Proper hardness levels vary with water temperature, (the colder the water, the more calcium is needed), and other balancing factors. Higher levels of total alkalinity and pH will require lower levels of hardness to prevent scaling. Ideal levels of total hardness are between 175 ppm and 225 ppm. NOTE: Recommendations from the ALEX analysis may not exactly match this range. These levels might be ideal, but a wider range of values can be acceptable, meaning there will be no damage to the pool surface or problems with water clarity. The computer can assess the overall balance of the pool, and bases adjustment recommendations on the saturation index. By using this method of balancing, ALEX does not recommend unnecessary product.
Low Total Hardness:
If the hardness is low, add calcium increaser per instructions to prevent etching, liner wrinkling or other surface damage and corrosion.
High Total Hardness:
If the fill water has a lower hardness residual, the pool can be drained partially and diluted to lower total hardness. If the fill water has a high total hardness, add 1 qt. of Scale Inhibitor per 10,000 gallons, and then add 1/2 this amount monthly for maintenance. For SoftSwim Pools, use the same amounts of SoftSwim Stain Control.

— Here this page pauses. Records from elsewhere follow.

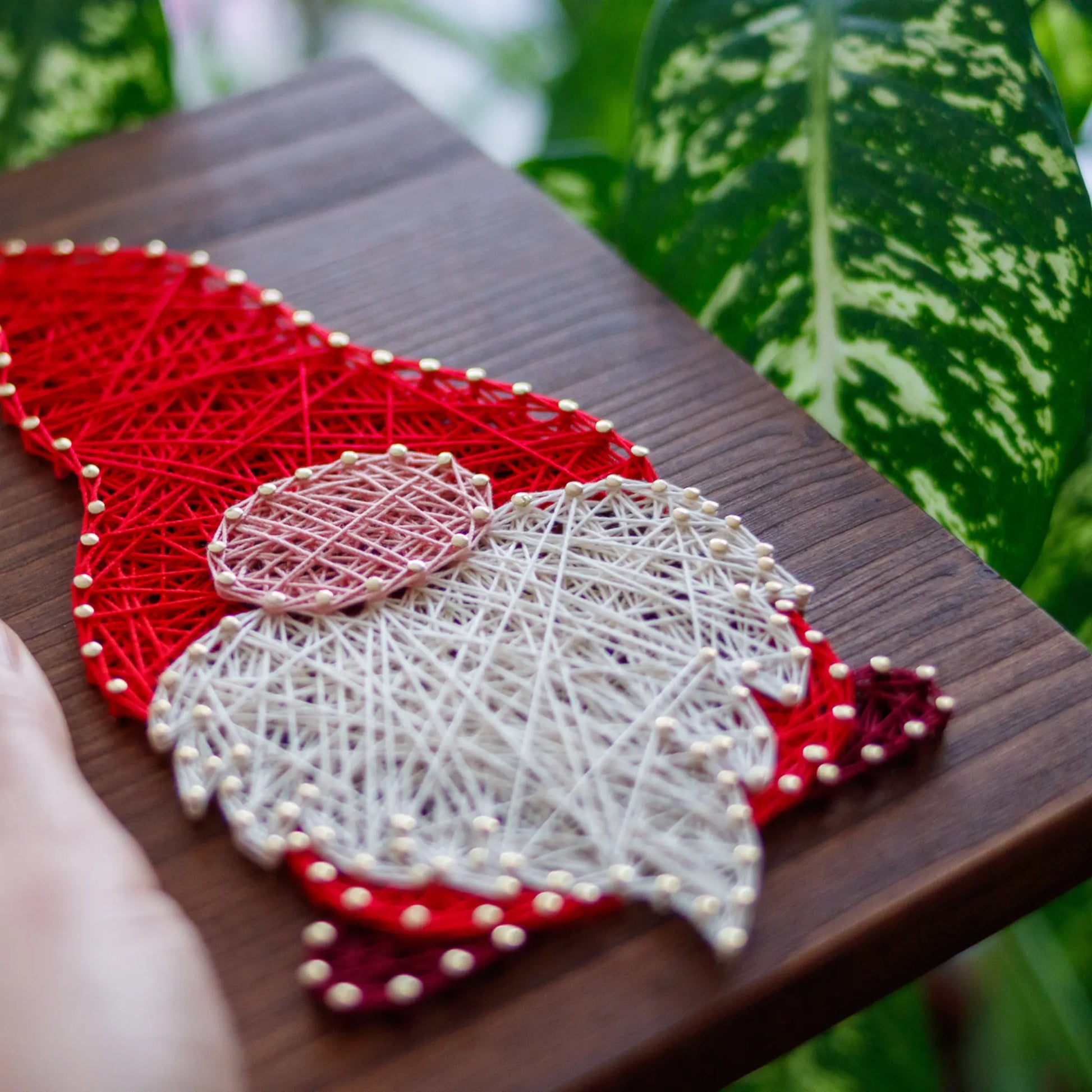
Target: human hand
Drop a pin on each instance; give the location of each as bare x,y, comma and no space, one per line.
106,985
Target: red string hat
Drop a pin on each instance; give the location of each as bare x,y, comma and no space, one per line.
205,387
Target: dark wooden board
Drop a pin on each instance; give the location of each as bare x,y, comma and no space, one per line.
359,204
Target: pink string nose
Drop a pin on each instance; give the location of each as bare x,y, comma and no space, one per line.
350,532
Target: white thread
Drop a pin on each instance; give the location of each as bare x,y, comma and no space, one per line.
524,685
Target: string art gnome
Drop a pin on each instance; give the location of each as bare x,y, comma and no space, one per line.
449,647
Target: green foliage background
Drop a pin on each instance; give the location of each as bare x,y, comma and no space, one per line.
1018,1016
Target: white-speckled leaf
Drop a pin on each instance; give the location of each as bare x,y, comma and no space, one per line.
877,202
72,69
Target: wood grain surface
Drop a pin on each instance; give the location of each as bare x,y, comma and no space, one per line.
357,203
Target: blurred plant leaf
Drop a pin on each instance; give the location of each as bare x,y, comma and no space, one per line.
877,202
1061,581
1033,1028
885,1049
592,100
522,59
1064,38
586,182
72,69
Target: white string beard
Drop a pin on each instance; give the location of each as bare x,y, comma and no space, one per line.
566,707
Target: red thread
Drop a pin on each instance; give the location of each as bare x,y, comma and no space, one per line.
173,391
175,394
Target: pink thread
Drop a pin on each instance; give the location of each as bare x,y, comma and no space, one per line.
351,532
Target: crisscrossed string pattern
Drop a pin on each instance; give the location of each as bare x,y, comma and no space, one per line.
172,389
570,707
351,532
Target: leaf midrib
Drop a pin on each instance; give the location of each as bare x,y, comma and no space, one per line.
824,267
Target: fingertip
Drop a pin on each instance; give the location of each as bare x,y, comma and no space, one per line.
11,648
27,703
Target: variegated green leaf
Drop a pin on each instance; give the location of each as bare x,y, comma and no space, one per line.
72,69
877,202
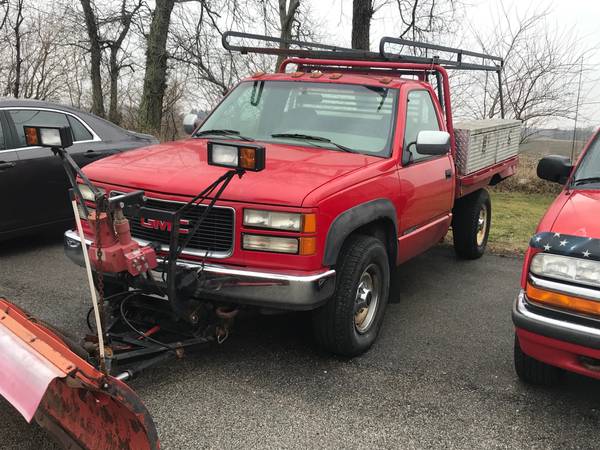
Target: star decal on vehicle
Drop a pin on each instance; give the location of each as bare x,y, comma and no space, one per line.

These products will not lower the calcium hardness, but it will prevent scale buildup. If you are unable to lower the calcium hardness, avoid the use of products containing calcium, such as Burn Out Extreme. Regular use of these products will raise the hardness even higher. If the hardness residual is greater than 325, consider using Burn Out 35 or another oxidizer that does not contain calcium.